GENERAL visiting will end at all hospitals, including Altnagelvin hospital, with very limited exceptions.
The limited visits is the next phase of health service plans to deal with the Covid-19 surge.
The Department of Health set out its plans on Thursday as the death toll from Coronavirus in the North of Ireland reached double figures.
They include prioritising patient care, urgently discharging all medically fit patients and reconfiguring hospital services.
There have been 32 new confirmed cases of coronavirus and three more deaths.
It brings the total in the North of Ireland to 241 confirmed cases and 10 deaths.
The plans follow comments from Health Minister Robin Swann on Thursday that he does not “know what the health service will look like in a week’s time”.
On Wednesday, NI’s chief medical officer briefed Stormont that there are many thousands of cases in Northern Ireland and that the virus is more widespread than statistics indicate.
As a result of the outbreak, NHS resources have been redirected to treating infected patients with many procedures and appointments cancelled.
The Royal College of Surgeons is now advising members that due to Covid-19 some surgeries will be treated differently to protect patients and staff, with some patients possibly being treated with antibiotics rather than surgery.
On Thursday, the Department of Health’s Permanent Secretary Richard Pengelly outlined the health service surge plans in a letter to health trust chief executives.
The letter includes more measures to concentrate resources on essential patient care as well as for all spare capacity in residential, nursing and domiciliary care to be used.
Mr Pengelly said it was recognised that, in some cases, this could mean other services are temporarily reduced, as the focus is on providing essential services and helping those at risk access the best treatment.
“It is therefore suggested that clinicians should begin to categorise patients into priority groups,” he added.
“The lowest prioritisation would be where treatment can be delayed for two to three months with no predicted negative outcome.“Urgent and emergency treatments should continue to be given top priority.”
The letter also addressed the provision of personal protection equipment (PPE), the supply of ventilators and other respiratory equipment, testing, and staff accommodation.

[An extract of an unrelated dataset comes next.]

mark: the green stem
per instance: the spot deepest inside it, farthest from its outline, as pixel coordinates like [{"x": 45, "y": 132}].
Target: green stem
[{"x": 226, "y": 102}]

It states that staff affected by the 14-day household isolation policy should be offered – on an entirely voluntary basis – the alternative option of staying in hotel accommodation while they continue to work.
This should be organised locally by the trusts, it added.
Earlier, Health Minister Robin Swann told Stormont’s health committee that he could not give a commitment on when the health service would return to normal.
He explained that surge plans were in place but that the health service was down to a number of procedures and elective surgeries that he would never have envisaged as health minister.
“To give any sort of commitment now that we will return 100% to where we were two months ago – I can’t give it. I won’t give it, because I can’t stand over it,” Mr Swann added.